Bug 755562

Summary: External watchdog kills /distribution/install test in jobs
Product: [Retired] Beaker Reporter: Jan Ščotka <jscotka>
Component: schedulerAssignee: Nick Coghlan <ncoghlan>
Status: CLOSED INSUFFICIENT_DATA QA Contact:
Severity: high Docs Contact:
Priority: high    
Version: 0.6CC: azelinka, bpeck, dcallagh, mcsontos, mishin, rmancy, stl
Target Milestone: ---   
Target Release: ---   
Hardware: Unspecified   
OS: Unspecified   
Whiteboard: MC
Fixed In Version: Doc Type: Bug Fix
Doc Text:
Story Points: ---
Clone Of: Environment:
Last Closed: 2012-11-07 07:22:36 UTC Type: ---
Regression: --- Mount Type: ---
Documentation: --- CRM:
Verified Versions: Category: ---
oVirt Team: --- RHEL 7.3 requirements from Atomic Host:
Cloudforms Team: --- Target Upstream Version:

Description Jan Ščotka 2011-11-21 13:34:18 UTC
Description of problem:
It seems that test not finished at proper time, then is okay kill it, but it is killed by external watchdog instead of internal (local) one.
I don't know what causes it, but for me it seems that it is not caused by one test .
It also appeared in /distribution/install test, what is very unpleasant (Unable to see whats wrong).

Affected is only RHEL5 (5.7, 5.8) not RHEL6.
see jobs:
https://beaker.engineering.redhat.com/jobs/159678
https://beaker.engineering.redhat.com/jobs/159125
https://beaker.engineering.redhat.com/jobs/158535

I'm not sure it it is a bug of beaker, or some component causes this strange behaviour (ntp, anaconda).
   Honza

Comment 1 Marian Csontos 2011-11-21 14:10:39 UTC
To me looks like an infrastructure problem: I went through few of the links and have not found any aborted recipe where installation had completed.

Contact eng-ops to investigate, please.

Comment 3 Marian Csontos 2011-11-21 15:28:28 UTC
Out of these:

- two s390 systems have not survived reboot after local watchdog:

00: HCPGSP2629I The virtual machine is placed in CP mode due to a SIGP stop from 
 CPU 01. 
01: Storage cleared - system reset. 
01: zIPL v1.8.1-16.el5 interactive boot menu 
01: 
01:  0. default (linux-1) 
01: 
01:  1. linux-1 
01:  2. linux-2 
01: 
01: Note: VM users please use '#cp vi vmsg <input>' 
01: 
01: Please choose: 

Not sure what the issue is but to me looks like a system settings thing - go to eng-ops please.

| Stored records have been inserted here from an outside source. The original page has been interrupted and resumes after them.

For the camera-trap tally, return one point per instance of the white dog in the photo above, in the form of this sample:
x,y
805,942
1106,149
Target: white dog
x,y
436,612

- the ia64 ended with very strange errors on console - this ended up with a mess and I have no clue what had happened. Could be external storage outage?

http://beaker-archive.app.eng.bos.redhat.com/beaker-logs/2011/11/1591/159125/332668/console.log

First some "Text file busy" messages, followed by few syntactic errors and at the end Bus error reported:

/usr/bin/rhts-test-runner.sh: line 48: /bin/mv: Text file busy 
/usr/bin/rhts-test-runner.sh: line 51: 30913 Bus error               rm -f /mnt/testarea/_TESTOUT.log


- and the remaining one is without any clues at all.

Clone and report whether reproducible, please.

Comment 4 Nick Coghlan 2012-10-17 04:34:10 UTC
Bulk reassignment of issues as Bill has moved to another team.

Comment 5 Min Shin 2012-11-07 07:22:36 UTC
This bugs is closed as it is either not in the current Beaker scope or we could not find sufficient data in the bug report for consideration.
Please feel free to reopen the bug with additional information and/or business cases behind it.